Sant'Antonio e Porto Cesareo

Una tradizione in voga l’ultima domenica di gennaio. E oltre ai riti religiosi, faceva da richiamo la “Focara”.

a cura di Salvatore Muci

Sant’Antonio Abate, uno dei fondatori del monachesimo, perciò detto padre dei monaci, nacque presso Eracleopoli – Medio Egitto – anno 251 – e morì presso Afroditopoli nel 356. Secondo la sua biografia scritta da Sant’Antonio nel IV secolo, si ritirò verso i 20 anni nel deserto del Tebaide, dove lo raggiunsero numerosi discepoli. Fondò varie comunità anacoretiche in Egitto.

Fu due volte ad Alessandria, a sostenere i cristiani durante la persecuzione e a combattere l’arianesimo. Da lui ricevette eccezionale incremento il monachesimo orientale. La tradizione vuole che nel deserto subisse tentazioni, rappresentate nell’iconografia e nella letteratura; ad esempio un dipinto del Santo di scuola senese del XV secolo è a New York, collezione Lehman.

A lui si richiamano i vari ordini monastici detti Antoniani. La sua festa è il 17 gennaio e in molte città, paesi e borghi d’Italia si accendono falò, fuoco all’aperto in segno di festa. Nel nostro Salento è denominata Focara. Famosa quella di Novoli che si accende la vigilia, nella sera del 16, mentre un’altra si tiene a Carmiano la domenica seguente; a Porto Cesareo Sant’Antonio si festeggia l’ultima domenica di gennaio.

Sant’Antonio Abate onorato con l’accensione del falò a Porto Cesareo già dagli anni ’30.

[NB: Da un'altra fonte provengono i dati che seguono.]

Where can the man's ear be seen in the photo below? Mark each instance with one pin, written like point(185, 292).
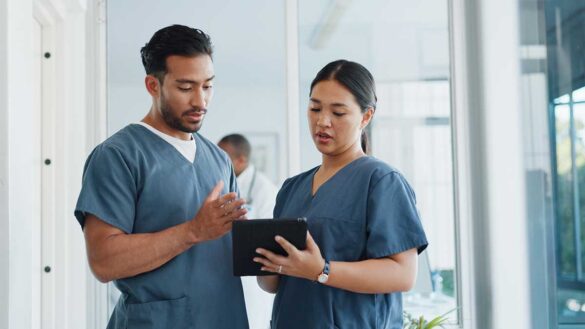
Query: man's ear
point(367, 117)
point(152, 85)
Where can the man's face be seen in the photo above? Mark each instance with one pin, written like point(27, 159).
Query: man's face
point(186, 92)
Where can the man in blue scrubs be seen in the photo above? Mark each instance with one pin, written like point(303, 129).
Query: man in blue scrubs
point(158, 200)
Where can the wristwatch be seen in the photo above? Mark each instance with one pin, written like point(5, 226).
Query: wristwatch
point(324, 276)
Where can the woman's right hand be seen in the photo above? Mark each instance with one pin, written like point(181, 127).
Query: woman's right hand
point(268, 283)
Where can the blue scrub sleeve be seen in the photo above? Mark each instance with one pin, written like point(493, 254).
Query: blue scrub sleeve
point(108, 189)
point(393, 223)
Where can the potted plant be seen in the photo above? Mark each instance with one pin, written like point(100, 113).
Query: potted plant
point(410, 322)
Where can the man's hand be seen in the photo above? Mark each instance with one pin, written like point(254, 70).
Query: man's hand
point(216, 215)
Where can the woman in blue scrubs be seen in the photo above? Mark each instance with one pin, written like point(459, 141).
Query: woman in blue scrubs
point(364, 230)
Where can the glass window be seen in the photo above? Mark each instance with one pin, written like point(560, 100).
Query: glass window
point(406, 47)
point(554, 88)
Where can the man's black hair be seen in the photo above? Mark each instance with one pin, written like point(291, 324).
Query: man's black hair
point(239, 143)
point(173, 40)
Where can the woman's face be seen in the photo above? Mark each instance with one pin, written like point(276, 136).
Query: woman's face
point(335, 118)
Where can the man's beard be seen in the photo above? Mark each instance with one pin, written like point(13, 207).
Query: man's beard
point(174, 121)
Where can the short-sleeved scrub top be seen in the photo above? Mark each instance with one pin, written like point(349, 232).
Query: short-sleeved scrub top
point(366, 210)
point(140, 183)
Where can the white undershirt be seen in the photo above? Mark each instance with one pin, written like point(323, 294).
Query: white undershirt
point(186, 148)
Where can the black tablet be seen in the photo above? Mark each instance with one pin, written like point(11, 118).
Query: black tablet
point(248, 235)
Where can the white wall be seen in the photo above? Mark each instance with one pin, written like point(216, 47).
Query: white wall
point(491, 184)
point(4, 201)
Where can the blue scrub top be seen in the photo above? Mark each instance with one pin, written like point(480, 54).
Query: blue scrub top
point(367, 210)
point(139, 183)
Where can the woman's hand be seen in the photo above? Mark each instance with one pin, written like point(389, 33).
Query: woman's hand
point(306, 264)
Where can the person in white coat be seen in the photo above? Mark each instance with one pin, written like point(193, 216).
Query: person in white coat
point(260, 195)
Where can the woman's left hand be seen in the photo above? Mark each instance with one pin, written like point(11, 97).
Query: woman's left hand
point(306, 264)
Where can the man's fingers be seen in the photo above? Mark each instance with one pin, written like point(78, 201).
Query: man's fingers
point(287, 246)
point(235, 205)
point(272, 257)
point(311, 244)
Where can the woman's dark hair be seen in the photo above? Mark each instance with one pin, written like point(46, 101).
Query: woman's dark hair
point(358, 80)
point(173, 40)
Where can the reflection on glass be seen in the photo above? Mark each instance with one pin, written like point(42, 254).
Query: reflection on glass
point(579, 95)
point(579, 142)
point(565, 207)
point(562, 100)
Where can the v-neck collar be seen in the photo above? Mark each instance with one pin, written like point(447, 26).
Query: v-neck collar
point(339, 172)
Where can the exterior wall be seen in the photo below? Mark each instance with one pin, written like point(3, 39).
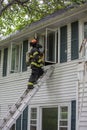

Molti anni fa, nelle prime domeniche di febbraio tra gli anni ’30 e ’50, un falò veniva acceso nei pressi della Torre della Finanza. Dagli anni ’60 e i primi ’70, la data fu quella odierna. Il programma della festa era il seguente. In mattinata c’era la celebrazione domenicale dedicata al Santo, con l’esposizione tra la balaustra e l’altare. La statua si trasportava dalla casa di via Manzoni, dei coniugi Martina – Colelli dov’era nella sua celeste vetrata, sino alla parrocchia.

Sant'Antinio a Porto Cesareo anni '70

Nella foto Processione di Sant’Antonio anni ’70.

Al termine della messa, all’uscita della gente dalla chiesa, c’era l’accensione di una lunga batteria. Nel pomeriggio usciva una lunga processione con in testa l’allora parroco Don Lorenzo, sempre accompagnata da una banda musicale di paesi limitrofi. Ad esempio Lecce, Galatone, Leverano, Copertino, Veglie e Monteroni. Terminato e rientrato il simulacro in chiesa, c’era la messa serale.

La focara composta dalla raccolta delle “sarmente”.

A conclusione il sacerdote coi chierichetti in compagnia del Comitato e dei musicanti, si recavano verso il Piazzale di Ponente dov’era sistemata la Focara, assomigliante a un’altissima pagliara di legna secca, le cosiddette sarmente. In mezzo un altissimo palo cui si metteva sopra una bandiera italiana e altro. In quel di giorno di festa erano sistemate delle batterie di fuochi d’artificio che ricoprivano le fascine di legna, che si accendevano per far prendere fuoco alla pira.

Il lunedì sera la statua faceva ritorno in via Manzoni. Detta festa è durata col seguente programma sino a metà anni ’80. Dopo la morte di Don Lorenzo si è programmata diversamente, ma sempre con la stessa attesa della gente di Porto Cesareo. Negli anni ’90 per tale evento, vennero impiantate nel Piazzale di Ponente, le luminarie. Da quel momento ci fu anche lo spostamento del falò: prima nella zona Scalo d’Alaggio, poi sul Piazzale delle Colonie. Per qualche anno, causa traversie logistiche in paese, si è accesa presso il Piazzale delle Dune.